As befits a commando team inspired by a 49-year-old series of Hasbro toy soldiers, the G.I. Joes in "G.I. Joe: Retaliation" are a squad of government combat renegades so wholesome and upstanding that they make the A-Team look like unsavory street punks.
The squareness ends, though, with their one-dimensional personalities. When they go into attack-the-enemy mode, the action is video-game vicious and fast, with a raucously propulsive heavy metal soundtrack to set off every lightning-timed knife thrust and hail of bullets.
"Retaliation" is a 3-D sequel to 2009's "G.I. Joe: The Rise Of Cobra," and in its dehumanized and trivial way, it's a triumph of razor-sharp, hyper-violent style over formulaic substance.

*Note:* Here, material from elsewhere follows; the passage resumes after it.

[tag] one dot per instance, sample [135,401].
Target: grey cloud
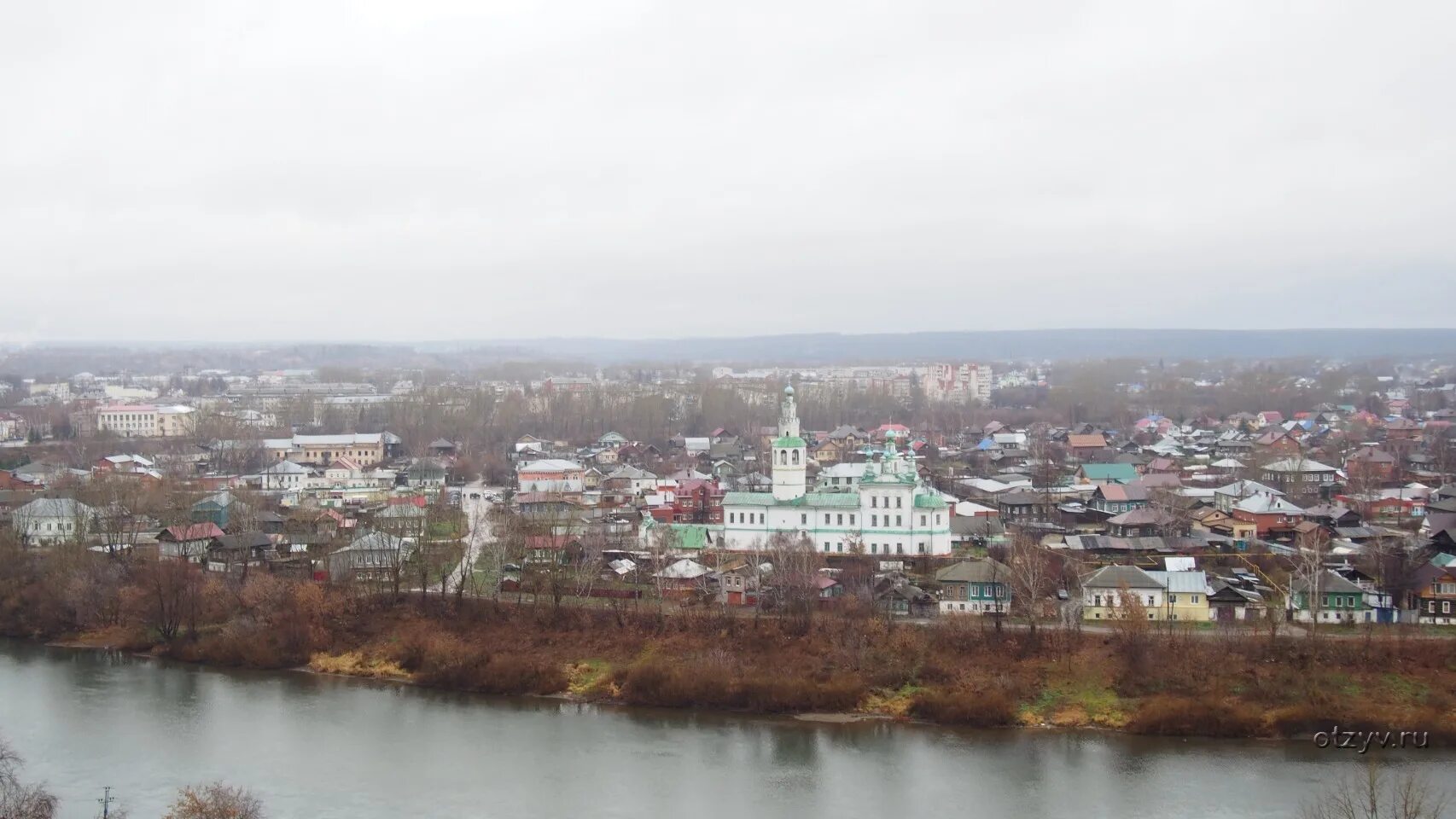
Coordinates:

We've seen these teams of U.S. government-approved military-jock "outsiders" plunge into combat many times before, in movies from "The Dirty Dozen" to "The Expendables." But Hollywood has now evolved to the point that it can deliver these thrills with maximum brute force and keep the impact so light that the result can still be looked at as a harmless diversion for 14-year-olds.

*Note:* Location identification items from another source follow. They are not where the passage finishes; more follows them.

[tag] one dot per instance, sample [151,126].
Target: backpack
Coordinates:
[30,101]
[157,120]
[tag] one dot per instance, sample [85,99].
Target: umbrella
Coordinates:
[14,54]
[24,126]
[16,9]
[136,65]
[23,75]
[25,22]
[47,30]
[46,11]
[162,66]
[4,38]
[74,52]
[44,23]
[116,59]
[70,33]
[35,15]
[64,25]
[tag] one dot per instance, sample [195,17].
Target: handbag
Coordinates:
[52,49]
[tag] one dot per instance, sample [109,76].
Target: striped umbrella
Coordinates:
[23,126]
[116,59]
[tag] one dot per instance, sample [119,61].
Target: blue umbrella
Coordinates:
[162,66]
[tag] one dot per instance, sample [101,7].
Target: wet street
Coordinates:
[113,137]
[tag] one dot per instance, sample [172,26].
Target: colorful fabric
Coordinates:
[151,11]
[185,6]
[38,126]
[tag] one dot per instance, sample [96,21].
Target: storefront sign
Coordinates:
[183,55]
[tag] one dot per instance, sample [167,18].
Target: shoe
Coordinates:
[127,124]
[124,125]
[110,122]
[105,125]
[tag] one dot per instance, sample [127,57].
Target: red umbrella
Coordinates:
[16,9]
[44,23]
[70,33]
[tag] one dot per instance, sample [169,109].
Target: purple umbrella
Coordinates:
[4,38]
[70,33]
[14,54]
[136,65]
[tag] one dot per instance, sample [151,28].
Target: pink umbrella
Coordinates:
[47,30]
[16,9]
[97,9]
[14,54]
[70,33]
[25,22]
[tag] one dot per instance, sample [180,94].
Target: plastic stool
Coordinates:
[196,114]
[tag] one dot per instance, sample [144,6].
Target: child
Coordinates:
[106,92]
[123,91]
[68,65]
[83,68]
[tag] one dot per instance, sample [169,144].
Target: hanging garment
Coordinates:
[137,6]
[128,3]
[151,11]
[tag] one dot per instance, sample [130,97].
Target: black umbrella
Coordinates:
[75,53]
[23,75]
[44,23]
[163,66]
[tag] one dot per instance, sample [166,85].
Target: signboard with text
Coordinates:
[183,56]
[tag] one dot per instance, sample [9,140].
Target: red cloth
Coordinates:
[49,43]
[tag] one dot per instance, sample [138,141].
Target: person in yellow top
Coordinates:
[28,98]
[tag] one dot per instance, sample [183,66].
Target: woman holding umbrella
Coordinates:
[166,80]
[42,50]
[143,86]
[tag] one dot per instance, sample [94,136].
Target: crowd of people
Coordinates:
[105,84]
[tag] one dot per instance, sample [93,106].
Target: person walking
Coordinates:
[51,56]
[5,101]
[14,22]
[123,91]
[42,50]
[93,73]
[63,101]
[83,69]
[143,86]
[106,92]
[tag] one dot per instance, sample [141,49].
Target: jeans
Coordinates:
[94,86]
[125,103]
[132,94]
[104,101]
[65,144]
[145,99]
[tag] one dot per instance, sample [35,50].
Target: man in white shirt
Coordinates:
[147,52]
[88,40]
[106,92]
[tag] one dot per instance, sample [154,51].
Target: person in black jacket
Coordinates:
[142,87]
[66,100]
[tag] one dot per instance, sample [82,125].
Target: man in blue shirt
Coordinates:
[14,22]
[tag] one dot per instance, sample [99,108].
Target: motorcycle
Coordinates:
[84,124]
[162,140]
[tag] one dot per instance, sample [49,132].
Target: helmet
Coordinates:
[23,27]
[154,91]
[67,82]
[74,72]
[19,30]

In "G.I. Joe: Retaliation," a collective of otherworldly invaders called Cobra has infiltrated the White House, kidnapping the president and replacing him with a look-alike double. Both are played by Jonathan Pryce, who gives a deviously fun bad-guy performance as the fake president. He orders the Joes to be wiped out, and the plan almost works.
But three of the Joes survive. They're led by Dwayne Johnson with a shaved head, tattooed biceps the size of canned hams, and his usual Obama-on-steroids blunt-spoken affability.
"Retaliation" was directed by Jon M. Chu, who made two of the "Step Up" dance films, and he brings a high choreographic snap to much of the movie, especially during a martial-arts battle set on a vertical stone cliff. I also liked the little electronic fireflies that erupt into fireballs, and a nuclear countdown that's much more tense (not to mention funnier) than the one in "Olympus Has Fallen."
I don't want to make "G.I. Joe: Retaliation" sound good, exactly -- it's well-executed, technocratic action fluff. But it did leave me buzzed rather than drained.